Please find all plots and code here:
mwe.html (761.0 KB)

Data in for this example is the same:
rt_dat.csv (19.6 KB)

I think I found the reason for the seemingly diverging inference when I compute bayes factors from the two models. It is the prior for the effect of interest that if kept constant can produces different outcomes for the two models. For example

priors_ = c(
    set_prior('normal(log(.4), 0.05)', class='b', coef='Intercept'),
    set_prior('normal(0, 0.05)', class='b', coef='MotionCongruencyincongruent'),
    set_prior('normal(.3, 0.15)', class='sigma'),
    set_prior('normal(0.3, .2)', class='sd')

mf_ <- bf(
    RT ~ 0 + Intercept + MotionCongruency + (MotionCongruency || Run)#, sigma ~ MotionCongruency + (MotionCongruency | Run)
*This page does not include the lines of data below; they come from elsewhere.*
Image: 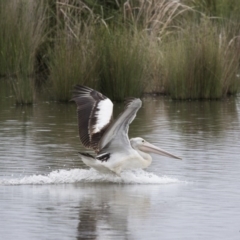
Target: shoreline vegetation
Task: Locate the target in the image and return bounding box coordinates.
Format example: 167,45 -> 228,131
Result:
0,0 -> 240,104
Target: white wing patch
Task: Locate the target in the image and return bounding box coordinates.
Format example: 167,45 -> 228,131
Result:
93,98 -> 113,133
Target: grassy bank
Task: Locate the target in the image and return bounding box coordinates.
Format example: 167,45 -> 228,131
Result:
0,0 -> 240,104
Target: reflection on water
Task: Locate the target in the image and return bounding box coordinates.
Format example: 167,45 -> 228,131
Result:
0,85 -> 240,240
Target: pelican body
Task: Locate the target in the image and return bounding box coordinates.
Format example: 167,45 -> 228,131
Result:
72,85 -> 181,175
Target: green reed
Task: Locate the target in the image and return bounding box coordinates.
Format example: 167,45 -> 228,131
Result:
0,0 -> 45,104
97,29 -> 146,101
163,20 -> 239,99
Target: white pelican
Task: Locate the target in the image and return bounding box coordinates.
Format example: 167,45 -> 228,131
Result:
72,85 -> 181,175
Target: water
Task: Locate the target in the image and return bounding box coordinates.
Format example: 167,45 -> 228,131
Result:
0,90 -> 240,240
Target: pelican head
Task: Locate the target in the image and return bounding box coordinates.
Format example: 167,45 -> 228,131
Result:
130,137 -> 181,159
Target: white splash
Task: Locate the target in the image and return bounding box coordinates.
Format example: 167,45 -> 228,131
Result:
0,169 -> 180,185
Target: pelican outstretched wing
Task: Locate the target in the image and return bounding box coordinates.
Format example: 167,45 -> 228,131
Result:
98,98 -> 142,152
71,85 -> 113,152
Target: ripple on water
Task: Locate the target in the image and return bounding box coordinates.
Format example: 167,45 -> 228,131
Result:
0,169 -> 179,185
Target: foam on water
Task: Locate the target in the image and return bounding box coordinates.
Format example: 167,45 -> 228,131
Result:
0,169 -> 179,185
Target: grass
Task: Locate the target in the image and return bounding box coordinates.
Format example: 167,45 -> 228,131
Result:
0,0 -> 240,104
0,0 -> 45,104
163,18 -> 240,100
97,29 -> 146,101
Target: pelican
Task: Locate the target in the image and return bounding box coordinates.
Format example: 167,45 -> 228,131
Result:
71,85 -> 181,176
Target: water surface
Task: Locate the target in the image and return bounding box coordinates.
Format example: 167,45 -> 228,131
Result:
0,90 -> 240,240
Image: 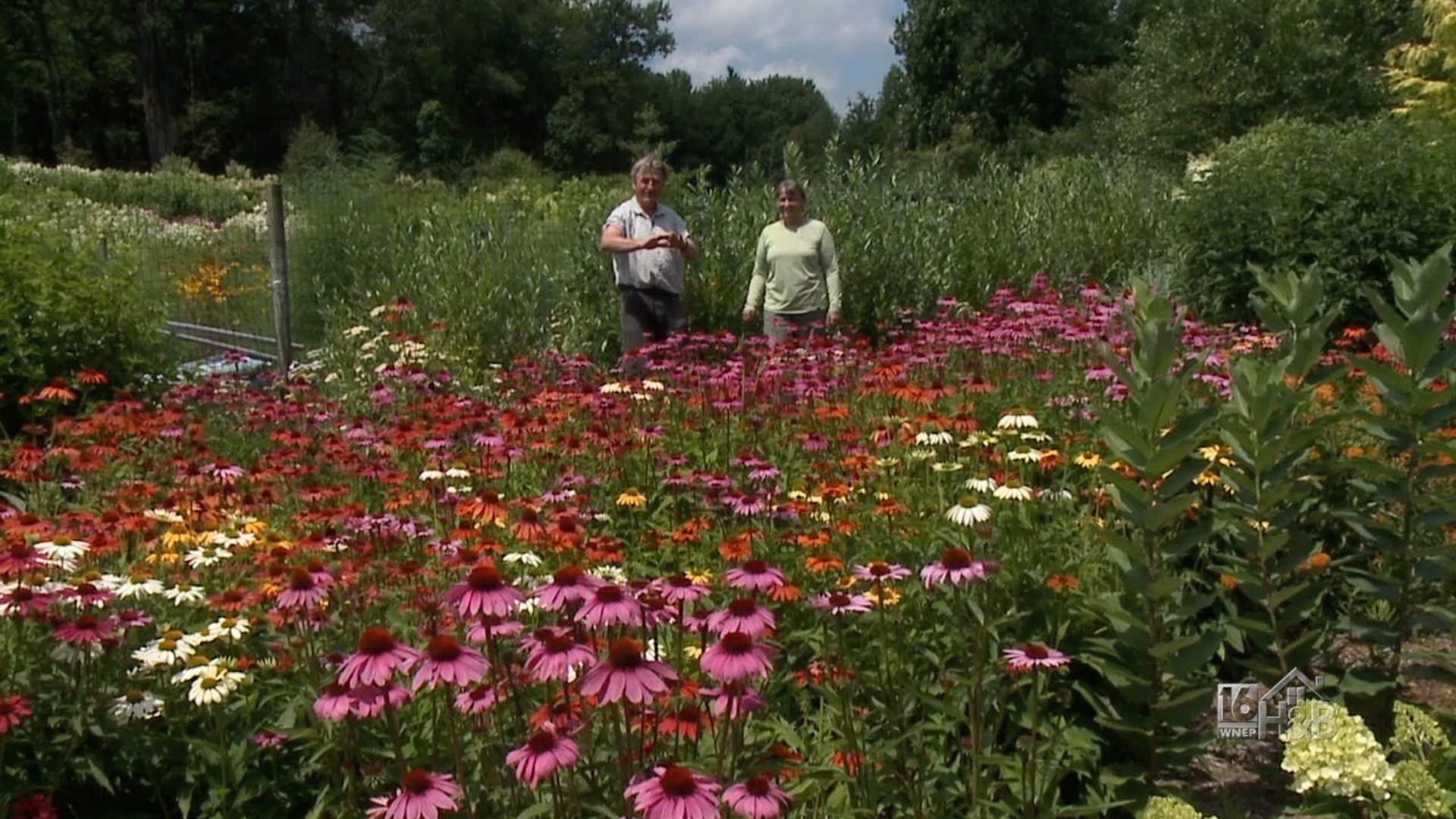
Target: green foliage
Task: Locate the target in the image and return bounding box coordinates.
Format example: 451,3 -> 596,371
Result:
1076,0 -> 1410,162
0,190 -> 163,428
1178,120 -> 1456,321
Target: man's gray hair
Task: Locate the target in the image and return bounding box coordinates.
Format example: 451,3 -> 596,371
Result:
632,153 -> 667,182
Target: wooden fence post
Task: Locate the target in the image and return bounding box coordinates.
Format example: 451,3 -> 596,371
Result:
268,179 -> 293,383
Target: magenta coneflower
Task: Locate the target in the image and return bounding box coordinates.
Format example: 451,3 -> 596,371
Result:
581,637 -> 677,705
415,634 -> 491,691
920,549 -> 986,588
521,626 -> 597,680
532,564 -> 603,612
723,775 -> 789,819
810,592 -> 869,615
0,694 -> 30,736
339,625 -> 419,686
446,566 -> 526,617
576,583 -> 642,628
1002,644 -> 1072,672
505,723 -> 581,790
723,560 -> 783,592
708,598 -> 777,639
698,631 -> 774,682
350,682 -> 410,720
278,566 -> 329,609
456,685 -> 497,714
55,615 -> 115,645
313,682 -> 354,723
625,765 -> 722,819
366,768 -> 460,819
850,560 -> 910,583
657,573 -> 712,605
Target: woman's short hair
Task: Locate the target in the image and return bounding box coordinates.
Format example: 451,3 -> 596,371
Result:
777,179 -> 808,202
632,153 -> 667,182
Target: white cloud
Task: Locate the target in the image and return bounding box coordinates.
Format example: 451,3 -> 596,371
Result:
655,0 -> 904,109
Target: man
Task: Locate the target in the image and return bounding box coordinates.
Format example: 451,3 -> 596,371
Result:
601,155 -> 698,376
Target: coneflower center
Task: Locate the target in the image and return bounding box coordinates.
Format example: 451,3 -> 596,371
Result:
658,765 -> 698,795
466,566 -> 504,592
405,768 -> 435,792
728,598 -> 758,617
607,637 -> 642,669
526,732 -> 556,754
940,549 -> 971,570
359,625 -> 394,657
425,634 -> 460,663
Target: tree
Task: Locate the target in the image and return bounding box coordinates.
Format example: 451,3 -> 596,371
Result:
893,0 -> 1122,146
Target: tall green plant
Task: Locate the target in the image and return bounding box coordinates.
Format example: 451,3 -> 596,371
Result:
1086,284 -> 1225,794
1342,245 -> 1456,730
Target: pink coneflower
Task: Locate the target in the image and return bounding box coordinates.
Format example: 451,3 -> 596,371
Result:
920,549 -> 986,588
810,592 -> 869,615
350,682 -> 410,720
625,765 -> 722,819
522,626 -> 597,680
723,560 -> 783,592
278,566 -> 329,609
505,723 -> 581,790
581,637 -> 677,705
339,625 -> 419,686
0,586 -> 52,617
55,615 -> 115,645
723,775 -> 789,819
708,598 -> 776,639
456,685 -> 497,714
576,583 -> 642,628
415,634 -> 491,691
698,631 -> 774,682
0,694 -> 30,736
532,564 -> 603,612
446,566 -> 526,617
366,768 -> 460,819
1002,644 -> 1072,672
850,560 -> 910,583
657,573 -> 712,605
313,682 -> 354,723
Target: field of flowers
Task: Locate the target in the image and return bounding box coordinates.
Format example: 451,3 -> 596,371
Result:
0,255 -> 1456,819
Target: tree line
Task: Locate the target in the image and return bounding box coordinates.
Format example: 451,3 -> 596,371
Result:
0,0 -> 1448,177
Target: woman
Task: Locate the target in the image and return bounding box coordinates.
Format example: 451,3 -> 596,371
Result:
742,179 -> 840,344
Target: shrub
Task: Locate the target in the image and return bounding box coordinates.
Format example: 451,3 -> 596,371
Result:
0,194 -> 171,430
1178,118 -> 1456,321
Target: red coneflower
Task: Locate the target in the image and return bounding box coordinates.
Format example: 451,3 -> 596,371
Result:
364,768 -> 460,819
625,765 -> 722,819
339,625 -> 419,686
505,723 -> 581,790
581,637 -> 677,705
446,566 -> 526,617
415,634 -> 491,691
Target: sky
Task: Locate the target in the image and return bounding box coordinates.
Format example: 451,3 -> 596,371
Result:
652,0 -> 904,114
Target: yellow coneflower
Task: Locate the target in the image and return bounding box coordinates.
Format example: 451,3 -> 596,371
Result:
617,487 -> 646,509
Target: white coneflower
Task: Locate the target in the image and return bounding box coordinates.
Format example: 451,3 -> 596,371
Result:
965,475 -> 1000,493
945,495 -> 992,526
992,484 -> 1035,501
915,430 -> 956,446
996,406 -> 1041,430
162,586 -> 207,606
111,689 -> 163,723
30,535 -> 90,571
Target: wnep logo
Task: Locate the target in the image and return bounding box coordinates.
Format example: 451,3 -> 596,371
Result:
1216,669 -> 1334,739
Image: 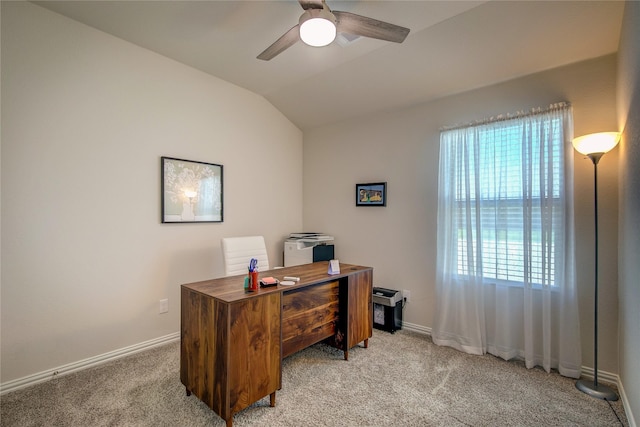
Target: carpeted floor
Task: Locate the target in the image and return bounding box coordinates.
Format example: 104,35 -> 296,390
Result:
0,330 -> 628,427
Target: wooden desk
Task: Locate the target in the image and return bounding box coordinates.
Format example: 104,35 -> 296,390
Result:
180,261 -> 373,427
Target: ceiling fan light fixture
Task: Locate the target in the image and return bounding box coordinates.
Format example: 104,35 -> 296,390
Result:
300,9 -> 336,47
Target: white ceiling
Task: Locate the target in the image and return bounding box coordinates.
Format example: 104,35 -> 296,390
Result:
35,0 -> 624,130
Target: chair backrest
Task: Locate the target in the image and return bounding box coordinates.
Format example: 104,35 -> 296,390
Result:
222,236 -> 269,276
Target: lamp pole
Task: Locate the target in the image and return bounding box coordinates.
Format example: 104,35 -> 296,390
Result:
576,153 -> 618,400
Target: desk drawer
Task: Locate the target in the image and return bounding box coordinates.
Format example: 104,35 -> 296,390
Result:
282,281 -> 339,357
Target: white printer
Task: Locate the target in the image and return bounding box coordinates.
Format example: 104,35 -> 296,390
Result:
284,233 -> 335,267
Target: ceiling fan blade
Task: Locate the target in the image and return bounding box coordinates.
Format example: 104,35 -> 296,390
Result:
258,25 -> 300,61
333,10 -> 410,43
298,0 -> 324,10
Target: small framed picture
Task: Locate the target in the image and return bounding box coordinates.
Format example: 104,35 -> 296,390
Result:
161,157 -> 223,223
356,182 -> 387,206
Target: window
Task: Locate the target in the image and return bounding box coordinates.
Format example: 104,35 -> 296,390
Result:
441,108 -> 564,286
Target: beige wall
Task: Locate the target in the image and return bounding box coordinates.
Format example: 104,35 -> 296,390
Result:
618,1 -> 640,425
303,56 -> 618,373
0,2 -> 302,383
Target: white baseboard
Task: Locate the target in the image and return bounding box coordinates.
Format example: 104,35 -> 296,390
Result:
618,381 -> 638,427
0,332 -> 180,396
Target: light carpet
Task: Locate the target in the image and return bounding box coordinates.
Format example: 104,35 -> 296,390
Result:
0,330 -> 628,427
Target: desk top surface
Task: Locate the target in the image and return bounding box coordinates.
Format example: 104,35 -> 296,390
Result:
182,261 -> 373,303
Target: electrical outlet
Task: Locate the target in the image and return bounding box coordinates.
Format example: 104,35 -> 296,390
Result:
160,298 -> 169,314
402,289 -> 411,302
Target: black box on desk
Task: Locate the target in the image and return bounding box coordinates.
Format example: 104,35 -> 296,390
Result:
373,288 -> 402,333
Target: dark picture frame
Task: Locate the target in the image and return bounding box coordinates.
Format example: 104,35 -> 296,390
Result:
356,182 -> 387,206
160,157 -> 224,223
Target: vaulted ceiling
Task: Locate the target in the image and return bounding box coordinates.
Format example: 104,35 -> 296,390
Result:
34,0 -> 624,130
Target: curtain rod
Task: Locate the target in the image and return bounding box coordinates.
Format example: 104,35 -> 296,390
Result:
440,101 -> 571,132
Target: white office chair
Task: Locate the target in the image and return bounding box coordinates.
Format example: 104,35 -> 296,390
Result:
221,236 -> 269,276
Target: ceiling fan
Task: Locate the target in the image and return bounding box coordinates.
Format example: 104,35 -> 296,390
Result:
258,0 -> 409,61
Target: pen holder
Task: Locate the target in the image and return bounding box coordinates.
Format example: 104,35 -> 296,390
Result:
249,271 -> 259,291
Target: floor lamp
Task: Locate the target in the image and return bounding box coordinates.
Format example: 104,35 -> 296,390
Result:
573,132 -> 620,400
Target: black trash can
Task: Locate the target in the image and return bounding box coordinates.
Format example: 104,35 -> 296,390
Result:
373,287 -> 402,333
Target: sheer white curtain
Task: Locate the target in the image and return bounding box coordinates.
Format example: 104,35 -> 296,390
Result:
432,103 -> 581,378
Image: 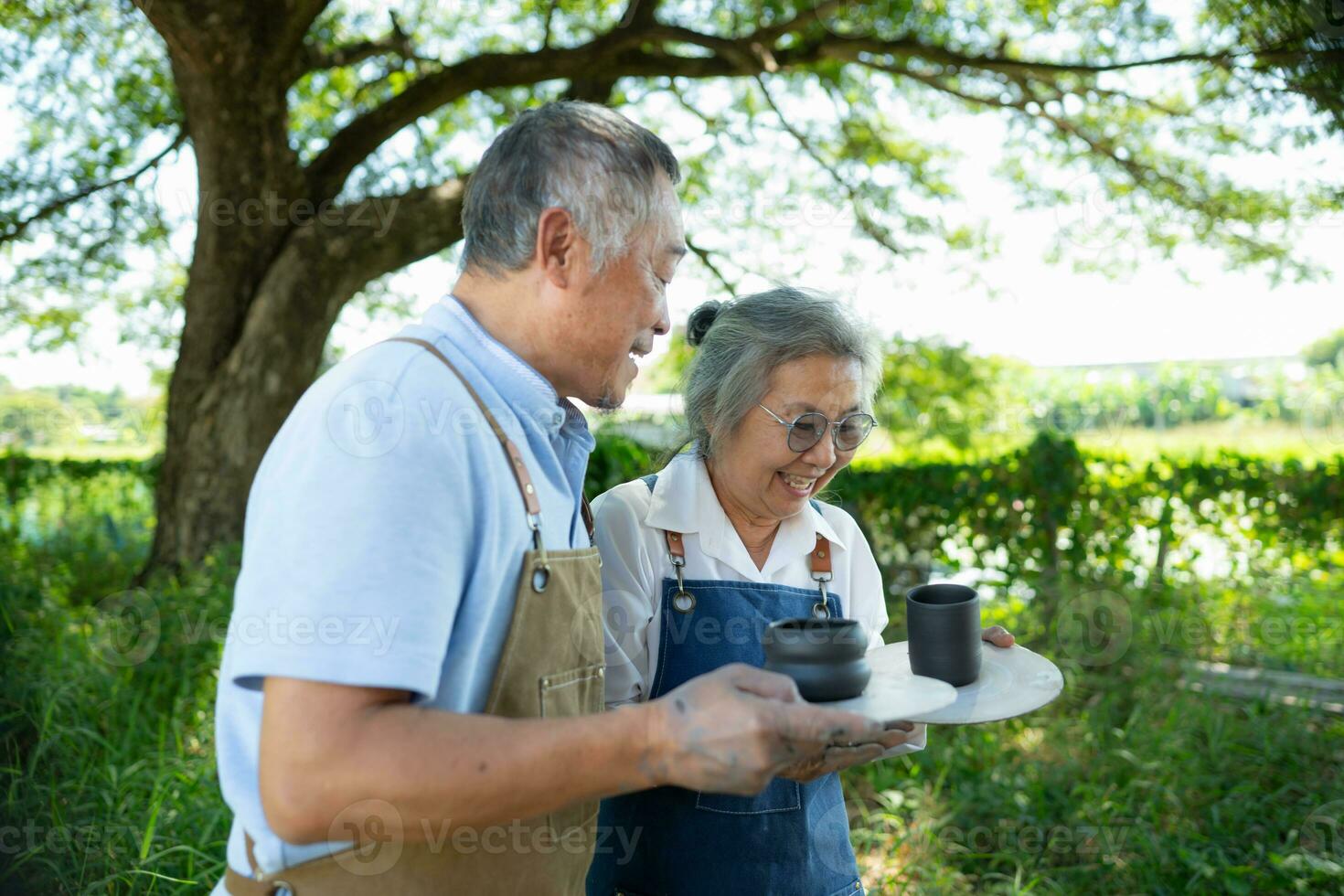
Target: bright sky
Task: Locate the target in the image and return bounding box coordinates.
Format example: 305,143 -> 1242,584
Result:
0,20 -> 1344,393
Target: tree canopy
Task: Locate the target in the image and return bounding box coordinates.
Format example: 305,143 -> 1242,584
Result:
0,0 -> 1344,567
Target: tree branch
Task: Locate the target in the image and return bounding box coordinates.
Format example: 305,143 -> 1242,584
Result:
755,75 -> 904,257
299,13 -> 1344,201
686,235 -> 738,295
308,31 -> 740,201
0,126 -> 187,244
300,12 -> 421,74
823,37 -> 1344,75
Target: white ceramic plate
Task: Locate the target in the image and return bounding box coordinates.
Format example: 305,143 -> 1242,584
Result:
818,663 -> 957,721
864,641 -> 1064,725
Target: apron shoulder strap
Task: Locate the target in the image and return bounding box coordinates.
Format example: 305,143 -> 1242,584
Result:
383,336 -> 541,516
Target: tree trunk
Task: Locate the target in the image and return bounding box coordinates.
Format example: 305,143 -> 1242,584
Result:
138,1 -> 464,581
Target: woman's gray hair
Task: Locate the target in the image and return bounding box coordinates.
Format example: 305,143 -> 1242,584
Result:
461,101 -> 681,277
683,286 -> 881,457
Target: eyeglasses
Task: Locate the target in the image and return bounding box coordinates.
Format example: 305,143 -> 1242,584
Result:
757,404 -> 876,454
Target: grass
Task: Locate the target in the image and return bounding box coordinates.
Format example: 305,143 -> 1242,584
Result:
846,577 -> 1344,893
0,467 -> 1344,895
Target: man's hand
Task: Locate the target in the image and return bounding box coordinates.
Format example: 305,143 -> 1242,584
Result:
780,721 -> 919,784
636,664 -> 881,795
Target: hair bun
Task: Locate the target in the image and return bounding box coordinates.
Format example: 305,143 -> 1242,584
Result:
686,300 -> 723,347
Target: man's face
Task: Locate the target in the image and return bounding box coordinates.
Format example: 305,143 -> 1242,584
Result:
566,176 -> 686,409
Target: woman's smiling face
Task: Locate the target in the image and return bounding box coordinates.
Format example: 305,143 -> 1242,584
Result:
709,355 -> 863,520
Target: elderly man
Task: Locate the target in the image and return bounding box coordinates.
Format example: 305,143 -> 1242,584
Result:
217,103 -> 879,896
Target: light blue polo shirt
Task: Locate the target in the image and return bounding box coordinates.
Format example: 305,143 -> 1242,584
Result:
215,295 -> 592,892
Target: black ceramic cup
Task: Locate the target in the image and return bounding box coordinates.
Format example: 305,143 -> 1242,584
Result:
761,618 -> 872,702
906,581 -> 980,688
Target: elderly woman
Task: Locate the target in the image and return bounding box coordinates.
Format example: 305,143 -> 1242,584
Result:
587,287 -> 1012,896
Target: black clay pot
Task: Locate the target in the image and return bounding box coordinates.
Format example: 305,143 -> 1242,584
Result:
906,581 -> 980,688
761,619 -> 872,702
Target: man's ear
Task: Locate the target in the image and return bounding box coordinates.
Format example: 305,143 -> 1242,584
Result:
534,207 -> 587,289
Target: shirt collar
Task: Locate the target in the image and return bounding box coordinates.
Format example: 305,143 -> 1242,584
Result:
644,450 -> 847,550
429,294 -> 592,447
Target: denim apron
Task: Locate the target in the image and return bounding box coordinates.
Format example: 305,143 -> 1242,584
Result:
587,477 -> 863,896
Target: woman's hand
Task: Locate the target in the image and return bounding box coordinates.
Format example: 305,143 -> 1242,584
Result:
780,721 -> 923,784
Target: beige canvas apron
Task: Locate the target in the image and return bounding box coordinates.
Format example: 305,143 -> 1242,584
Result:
224,337 -> 603,896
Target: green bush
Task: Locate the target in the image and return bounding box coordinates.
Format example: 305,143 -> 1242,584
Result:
0,434 -> 1344,893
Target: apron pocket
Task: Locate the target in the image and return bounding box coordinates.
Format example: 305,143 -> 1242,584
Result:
695,778 -> 803,816
539,664 -> 605,849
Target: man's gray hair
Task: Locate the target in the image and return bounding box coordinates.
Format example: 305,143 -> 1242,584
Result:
463,101 -> 681,277
683,286 -> 881,457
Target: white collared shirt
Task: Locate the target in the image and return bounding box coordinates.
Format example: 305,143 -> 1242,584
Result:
592,453 -> 926,756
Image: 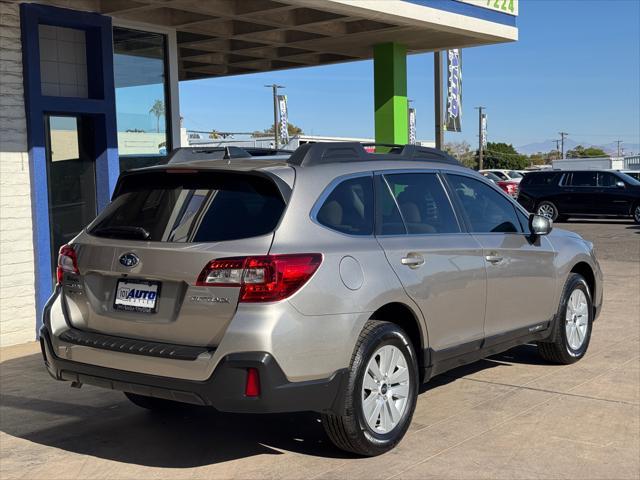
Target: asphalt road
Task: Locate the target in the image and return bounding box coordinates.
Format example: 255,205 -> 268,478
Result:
0,221 -> 640,480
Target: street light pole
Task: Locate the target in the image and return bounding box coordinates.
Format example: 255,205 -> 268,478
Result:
476,107 -> 485,170
265,83 -> 284,150
560,132 -> 569,160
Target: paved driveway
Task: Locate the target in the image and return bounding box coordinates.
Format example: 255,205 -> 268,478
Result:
0,222 -> 640,479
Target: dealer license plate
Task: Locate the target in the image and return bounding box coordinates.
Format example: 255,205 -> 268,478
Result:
113,279 -> 160,313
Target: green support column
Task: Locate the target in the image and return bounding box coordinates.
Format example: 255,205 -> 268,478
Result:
373,43 -> 409,145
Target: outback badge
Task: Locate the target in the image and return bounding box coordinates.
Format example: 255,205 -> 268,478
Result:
120,253 -> 140,268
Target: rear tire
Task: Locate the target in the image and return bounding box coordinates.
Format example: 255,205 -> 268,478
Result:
538,273 -> 593,365
322,320 -> 418,457
124,392 -> 186,412
536,200 -> 563,222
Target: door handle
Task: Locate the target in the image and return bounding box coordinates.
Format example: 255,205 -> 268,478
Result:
484,252 -> 504,265
400,254 -> 424,268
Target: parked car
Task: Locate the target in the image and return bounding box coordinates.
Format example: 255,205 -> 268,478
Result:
518,170 -> 640,223
480,168 -> 523,182
621,170 -> 640,180
40,143 -> 602,455
481,172 -> 518,197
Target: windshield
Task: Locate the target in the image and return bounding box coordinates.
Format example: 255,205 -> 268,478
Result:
89,171 -> 285,242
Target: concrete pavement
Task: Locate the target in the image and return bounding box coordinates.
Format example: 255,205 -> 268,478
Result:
0,222 -> 640,479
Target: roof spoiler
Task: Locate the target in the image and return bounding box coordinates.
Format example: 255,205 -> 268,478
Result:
288,142 -> 460,167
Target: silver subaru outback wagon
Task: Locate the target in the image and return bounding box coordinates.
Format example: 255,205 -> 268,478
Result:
41,143 -> 602,455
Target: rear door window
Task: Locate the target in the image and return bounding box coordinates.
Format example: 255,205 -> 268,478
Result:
569,172 -> 598,187
447,174 -> 523,233
380,173 -> 460,235
89,172 -> 285,243
316,176 -> 373,235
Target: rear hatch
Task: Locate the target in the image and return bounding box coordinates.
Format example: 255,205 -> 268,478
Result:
62,168 -> 286,346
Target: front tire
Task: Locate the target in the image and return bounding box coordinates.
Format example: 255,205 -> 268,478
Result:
322,320 -> 418,457
538,273 -> 593,365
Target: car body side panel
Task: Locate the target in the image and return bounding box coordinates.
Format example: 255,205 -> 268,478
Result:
474,233 -> 557,337
378,233 -> 486,350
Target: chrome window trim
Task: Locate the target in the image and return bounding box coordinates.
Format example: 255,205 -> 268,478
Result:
309,171 -> 376,238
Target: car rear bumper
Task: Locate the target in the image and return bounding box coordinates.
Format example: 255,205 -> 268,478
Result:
40,325 -> 347,414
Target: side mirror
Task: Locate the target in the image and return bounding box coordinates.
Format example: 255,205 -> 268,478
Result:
529,214 -> 553,235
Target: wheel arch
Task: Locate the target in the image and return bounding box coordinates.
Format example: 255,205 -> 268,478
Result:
370,302 -> 428,382
570,261 -> 596,318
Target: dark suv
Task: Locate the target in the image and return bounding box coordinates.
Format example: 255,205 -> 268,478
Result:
518,170 -> 640,223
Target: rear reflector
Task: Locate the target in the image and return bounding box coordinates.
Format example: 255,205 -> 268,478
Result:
244,368 -> 260,397
196,253 -> 322,302
56,245 -> 80,285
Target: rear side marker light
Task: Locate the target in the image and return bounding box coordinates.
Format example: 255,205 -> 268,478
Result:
244,368 -> 260,397
196,253 -> 322,302
56,245 -> 80,285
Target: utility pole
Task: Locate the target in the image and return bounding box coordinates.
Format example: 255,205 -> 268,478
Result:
265,83 -> 285,150
476,107 -> 485,170
433,51 -> 444,150
560,132 -> 569,160
616,140 -> 622,158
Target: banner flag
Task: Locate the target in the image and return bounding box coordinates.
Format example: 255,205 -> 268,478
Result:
480,113 -> 487,148
444,48 -> 462,132
409,108 -> 416,145
274,95 -> 289,145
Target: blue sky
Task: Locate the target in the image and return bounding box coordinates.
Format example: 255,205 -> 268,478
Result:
180,0 -> 640,146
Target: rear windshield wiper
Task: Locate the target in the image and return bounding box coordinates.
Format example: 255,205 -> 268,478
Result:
91,225 -> 151,240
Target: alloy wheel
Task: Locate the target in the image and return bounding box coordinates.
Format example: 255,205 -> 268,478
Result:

hyp_string <- 'MotionCongruencyincongruent = 0'

brms_mm = brm(
    data = rt_dat,
    prior = priors_,
    sample_prior = TRUE,
    family = shifted_lognormal(link = "identity"),
    save_pars = save_pars(all=TRUE),
    control = list(adapt_delta = 0.9, max_treedepth = 15))

preduces a BF_{01} = 0.44

while the same prios, just scaled to ms, in the exgaussian model:

mf_ <- bf(
    RT ~ 0 + Intercept + MotionCongruency + (MotionCongruency || Run)

priors_ = c(
    set_prior('normal(400, 50)', class='b', coef='Intercept'),
    set_prior('normal(0, 50)', class='b', coef='MotionCongruencyincongruent'),
    set_prior('normal(300, 150)', class='sigma'),
    set_prior('normal(300, 200)', class='sd')

hyp_string <- 'MotionCongruencyincongruent = 0'

rt_dat_ms <- rt_dat
rt_dat_ms$RT <- rt_dat_ms$RT * 1000

brms_mm = brm(
    data = rt_dat_ms,
    prior = priors_,
    sample_prior = TRUE,
    family = exgaussian(link = "identity"),
    save_pars = save_pars(all=TRUE),
    control = list(adapt_delta = 0.9, max_treedepth = 15)

preduces a BF_{01} = 5.58.

Both versions, I think, are reasonable regarding my expectations, or do I miss something?
It seems that for both models I can adjust the prior so that it mimics the respective other model. For example setting the prior of the shifted_lognormal model to set_prior('normal(0, 1.5)', class='b', coef='MotionCongruencyincongruent') yields BF_{01} = 7.58 (however, then the prior predicitions are far off again).

Do I missinterpret the sigma values of the priors?